# Converting room into vivarium.



## clidbury (Mar 7, 2009)

Hi there!

I apologise if this has been covered before but I could only find a thread relating to a shed conversion (and I didn't want to resurface a super old thread!) 


But I was wondering, how would one go about converting a bedroom into a vivarium for a say... Iguana as an example. It's something I'd be interested in doing in a few years once I have my own house and was curious as to how to go about it. 

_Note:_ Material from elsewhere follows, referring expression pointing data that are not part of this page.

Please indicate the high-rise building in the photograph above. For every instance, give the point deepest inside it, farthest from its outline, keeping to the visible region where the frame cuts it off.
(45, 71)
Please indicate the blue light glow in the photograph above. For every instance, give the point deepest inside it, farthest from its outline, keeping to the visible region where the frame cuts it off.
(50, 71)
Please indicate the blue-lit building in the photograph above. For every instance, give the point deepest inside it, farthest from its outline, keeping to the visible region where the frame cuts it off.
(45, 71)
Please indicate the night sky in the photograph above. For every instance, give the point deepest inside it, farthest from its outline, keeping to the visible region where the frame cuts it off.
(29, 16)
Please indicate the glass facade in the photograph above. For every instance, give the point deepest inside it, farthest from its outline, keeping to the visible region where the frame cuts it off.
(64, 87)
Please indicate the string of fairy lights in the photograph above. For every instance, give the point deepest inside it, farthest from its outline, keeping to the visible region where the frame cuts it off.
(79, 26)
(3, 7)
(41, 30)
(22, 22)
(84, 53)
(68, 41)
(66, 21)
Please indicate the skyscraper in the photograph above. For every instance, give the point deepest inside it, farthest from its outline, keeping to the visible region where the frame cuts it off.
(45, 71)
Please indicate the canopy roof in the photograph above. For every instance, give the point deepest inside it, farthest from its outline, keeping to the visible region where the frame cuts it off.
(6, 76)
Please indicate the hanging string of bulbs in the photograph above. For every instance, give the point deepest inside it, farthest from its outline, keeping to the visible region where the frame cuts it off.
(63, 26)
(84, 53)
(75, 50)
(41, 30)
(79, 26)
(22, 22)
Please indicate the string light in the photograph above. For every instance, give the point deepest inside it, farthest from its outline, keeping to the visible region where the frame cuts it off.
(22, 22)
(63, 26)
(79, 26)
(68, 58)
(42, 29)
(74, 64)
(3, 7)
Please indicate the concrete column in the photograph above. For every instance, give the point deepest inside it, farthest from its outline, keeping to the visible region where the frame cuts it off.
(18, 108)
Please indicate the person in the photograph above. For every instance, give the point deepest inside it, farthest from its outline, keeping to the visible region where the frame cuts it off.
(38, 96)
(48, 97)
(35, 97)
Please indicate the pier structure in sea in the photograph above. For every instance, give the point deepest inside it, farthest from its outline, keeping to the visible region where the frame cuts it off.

I saw in the shed thread that you'd need to insulate the entire thing (obviously), but is there anything in particular you'd need to make sure you do for converting a bedroom?


Thanks


----------



## caen (May 11, 2013)

I would sit back and have a good think about it. I don't know your circumstances but.........
that bedroom would no longer be a bedroom. would the other half agree to loosing a spare room. if a new house was on the horizon kids may soon follow and you may need that spare room. I would think about an outbuilding like a decent shed that can be insulated etc. at least if you move it can go with you and secondly if the other half starts moaning you can escape to the shed (I do:2thumb


----------



## my_shed (Jan 5, 2011)

Agree with the above in terms of thinking it through more. However, if you continue, you need to do some serious planning. If its for an iggy are you going to want a rainfall systen/misting system. Live plants. Deep substrate. Etc. If so you may want to approach it int the same way people install wet rooms, with a floor drain and the room waterproofed to prevent long term damage from moisture. You may want to nsulate it too, depends on the level of insulation present. Heating costs for a large enclosure are something else to consider. 

There are many other things to think about, but I'd love to see it if you choose to yo down this route. I'm planning something similar for a conservatory type thing at my house  

Dave


----------



## Meefloaf (Mar 24, 2013)

i've never done it, but, would perhaps even having it as a massive enclosure in the room not be better ? say the room was 10x15, make the enclosure say 10ft wide by 7'6" deep ?

you could build it like Dave said, but say maybe make the lower foot and a half or so asif it was a pond and fill it with a drainage layer (pebbles etc) and then divide it with weed block and then your substrate ?

p.s you may need to reinforce that floor


----------



## plasma234 (Feb 27, 2013)

Your probably better making an enclosure in the room, not make the room an enclosure par se. I would look for a shed that is a similar size and build it inside the room.


----------



## bloodpython22 (Feb 19, 2010)

I converted half of a room into my caiman enclosure
But got realy bad damp in the converted part of the room
Id stick to building a enclosure in the room


----------



## Luke (May 19, 2005)

Either an inclosure inside or one outside, I'd say the latter would be best because if the aforementioned children come along its not good to share a nursery with an iggy:whistling2:

On top of that you might not want to structurally affect your house with damp.


----------